The Western Balkans saw significant turmoil during the 1990s war, and although subsequent years have brought an ostensible peace, the legacy of those conflicts continues to affect the relationship between the countries in the region and the day-to-day lives of people.
After the announcement of early elections in Macedonia and Serbia, there is evidence of political crisis, instability and internal insecurity, and there have been mass protests in Kosovo and Montenegro calling for early elections. This has almost become the norm over the last few years and is partly due to large-scale protests by opposition parties, indicating existing tensions within and among countries, as well as unstable governments that have reduced the space for civil society, freedom of speech, and a free media.
At the same time, and perhaps contradictorily, countries in the Western Balkans have made progress in integration processes, such as EU accession. The current backdrop to this already tumultuous context is the refugee crisis, which heavily affects Europe and especially the Western Balkans. The crisis has led to deteriorating relations between countries in the region, strengthening and closing of border controls, erecting fences, and a climate of finger-pointing that is increasing tensions.

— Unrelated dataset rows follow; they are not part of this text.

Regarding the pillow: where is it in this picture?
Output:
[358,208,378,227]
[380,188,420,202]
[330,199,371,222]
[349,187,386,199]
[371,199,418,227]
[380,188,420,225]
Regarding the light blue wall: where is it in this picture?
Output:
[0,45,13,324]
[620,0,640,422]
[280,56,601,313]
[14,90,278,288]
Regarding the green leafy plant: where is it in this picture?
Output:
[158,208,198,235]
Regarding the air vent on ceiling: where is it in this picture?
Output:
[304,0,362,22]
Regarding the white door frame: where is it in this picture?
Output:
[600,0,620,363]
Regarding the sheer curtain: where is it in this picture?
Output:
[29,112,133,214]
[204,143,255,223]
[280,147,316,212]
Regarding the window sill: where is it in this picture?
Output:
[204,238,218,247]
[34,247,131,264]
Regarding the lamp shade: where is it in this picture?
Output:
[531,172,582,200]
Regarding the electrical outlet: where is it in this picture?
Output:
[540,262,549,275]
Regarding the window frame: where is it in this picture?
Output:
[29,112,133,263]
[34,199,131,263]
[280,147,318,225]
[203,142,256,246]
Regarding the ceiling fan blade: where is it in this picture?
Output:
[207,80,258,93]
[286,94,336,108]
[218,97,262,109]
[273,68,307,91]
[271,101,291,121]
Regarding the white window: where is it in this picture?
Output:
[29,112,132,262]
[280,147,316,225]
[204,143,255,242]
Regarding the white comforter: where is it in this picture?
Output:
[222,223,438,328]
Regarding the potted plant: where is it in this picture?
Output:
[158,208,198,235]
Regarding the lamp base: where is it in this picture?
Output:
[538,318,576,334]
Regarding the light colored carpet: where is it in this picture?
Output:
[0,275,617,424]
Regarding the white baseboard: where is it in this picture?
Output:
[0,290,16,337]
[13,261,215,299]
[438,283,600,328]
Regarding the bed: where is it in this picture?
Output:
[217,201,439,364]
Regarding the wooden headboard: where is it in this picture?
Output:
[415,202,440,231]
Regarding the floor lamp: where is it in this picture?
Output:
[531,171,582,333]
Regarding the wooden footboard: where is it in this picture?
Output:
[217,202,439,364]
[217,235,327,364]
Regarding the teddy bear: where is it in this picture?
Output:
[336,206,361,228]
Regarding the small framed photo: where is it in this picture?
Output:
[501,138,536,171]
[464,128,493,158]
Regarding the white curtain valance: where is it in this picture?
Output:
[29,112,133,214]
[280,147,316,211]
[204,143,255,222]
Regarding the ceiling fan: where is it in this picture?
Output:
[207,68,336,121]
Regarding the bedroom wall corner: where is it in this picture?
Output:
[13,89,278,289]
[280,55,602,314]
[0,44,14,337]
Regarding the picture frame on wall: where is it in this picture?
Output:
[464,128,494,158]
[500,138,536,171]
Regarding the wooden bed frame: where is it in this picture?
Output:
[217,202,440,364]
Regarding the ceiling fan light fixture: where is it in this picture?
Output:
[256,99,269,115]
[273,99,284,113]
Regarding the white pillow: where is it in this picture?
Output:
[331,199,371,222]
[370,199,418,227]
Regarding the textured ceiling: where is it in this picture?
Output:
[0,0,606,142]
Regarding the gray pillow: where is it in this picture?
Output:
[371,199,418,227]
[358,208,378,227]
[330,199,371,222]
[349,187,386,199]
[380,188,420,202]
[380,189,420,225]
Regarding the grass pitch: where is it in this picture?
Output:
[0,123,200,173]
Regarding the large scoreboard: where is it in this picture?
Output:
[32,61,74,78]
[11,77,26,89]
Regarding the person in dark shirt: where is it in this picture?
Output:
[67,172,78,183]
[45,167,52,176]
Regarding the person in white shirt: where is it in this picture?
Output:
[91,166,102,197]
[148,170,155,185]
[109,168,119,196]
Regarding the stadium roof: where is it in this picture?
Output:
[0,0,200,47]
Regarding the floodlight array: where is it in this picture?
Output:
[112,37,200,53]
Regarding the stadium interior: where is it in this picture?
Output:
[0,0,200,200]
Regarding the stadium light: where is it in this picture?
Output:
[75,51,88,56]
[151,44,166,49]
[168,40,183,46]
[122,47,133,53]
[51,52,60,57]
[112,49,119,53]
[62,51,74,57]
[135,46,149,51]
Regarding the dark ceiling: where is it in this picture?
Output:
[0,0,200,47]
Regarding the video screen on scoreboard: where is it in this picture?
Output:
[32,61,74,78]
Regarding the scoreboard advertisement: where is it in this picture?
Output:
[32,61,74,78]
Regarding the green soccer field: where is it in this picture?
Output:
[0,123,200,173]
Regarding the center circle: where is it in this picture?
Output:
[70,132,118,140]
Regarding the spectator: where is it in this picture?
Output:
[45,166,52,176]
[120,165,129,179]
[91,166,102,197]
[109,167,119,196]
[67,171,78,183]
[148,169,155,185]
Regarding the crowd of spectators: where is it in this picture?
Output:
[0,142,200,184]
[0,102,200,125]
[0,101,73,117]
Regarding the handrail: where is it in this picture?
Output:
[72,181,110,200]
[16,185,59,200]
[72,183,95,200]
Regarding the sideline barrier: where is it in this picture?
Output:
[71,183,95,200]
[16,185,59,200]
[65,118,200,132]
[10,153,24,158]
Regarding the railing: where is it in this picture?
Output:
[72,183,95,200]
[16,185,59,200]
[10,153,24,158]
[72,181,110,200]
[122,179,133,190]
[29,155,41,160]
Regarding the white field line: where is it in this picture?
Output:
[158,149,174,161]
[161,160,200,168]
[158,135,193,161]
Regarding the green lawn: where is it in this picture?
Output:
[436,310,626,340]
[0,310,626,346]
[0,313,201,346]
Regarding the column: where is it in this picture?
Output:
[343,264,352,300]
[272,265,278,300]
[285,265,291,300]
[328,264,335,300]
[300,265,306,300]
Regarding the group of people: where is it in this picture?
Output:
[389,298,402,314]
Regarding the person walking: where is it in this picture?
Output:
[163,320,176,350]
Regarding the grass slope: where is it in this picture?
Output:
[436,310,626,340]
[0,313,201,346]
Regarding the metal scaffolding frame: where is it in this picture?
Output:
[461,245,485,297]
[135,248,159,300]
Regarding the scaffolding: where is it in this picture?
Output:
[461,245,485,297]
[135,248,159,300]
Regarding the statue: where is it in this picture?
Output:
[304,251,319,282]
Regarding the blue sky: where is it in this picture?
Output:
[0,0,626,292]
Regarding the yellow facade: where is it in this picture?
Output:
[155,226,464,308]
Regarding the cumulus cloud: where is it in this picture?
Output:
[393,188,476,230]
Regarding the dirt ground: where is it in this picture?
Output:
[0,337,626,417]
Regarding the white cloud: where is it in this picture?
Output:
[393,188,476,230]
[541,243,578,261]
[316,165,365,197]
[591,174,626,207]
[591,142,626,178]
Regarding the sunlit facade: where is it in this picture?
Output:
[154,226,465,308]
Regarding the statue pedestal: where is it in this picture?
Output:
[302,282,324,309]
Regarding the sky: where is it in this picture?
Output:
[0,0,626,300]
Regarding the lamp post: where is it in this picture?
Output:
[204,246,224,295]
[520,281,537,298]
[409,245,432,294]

Saferworld has worked in the region since the mid-1990s, developing an approach to our security and justice work that puts the experiences of local people at its heart. Our ‘community security approach’ was piloted in the Western Balkans, putting people affected by conflict in the driving seat and bringing them together to analyse the causes of conflict in their community and giving them the skills and opportunity to hold security and justice providers to account. Our subsequent focus on Kosovo for over a decade ended during 2014-15, with the formal transition of our country work to a more regional focus on conflict prevention and peaceful political integration within the Western Balkans. This draws on Saferworld’s successful model of partnership in Kosovo. We continue to feed into regional political and security processes, for example calling upon parties to improve the way the EU-facilitated dialogue between Kosovo and Serbia has been carried out. This includes supporting local civil society in their efforts to improve governance, rule of law and accountability of government institutions and create greater space for civil society and freedom of media.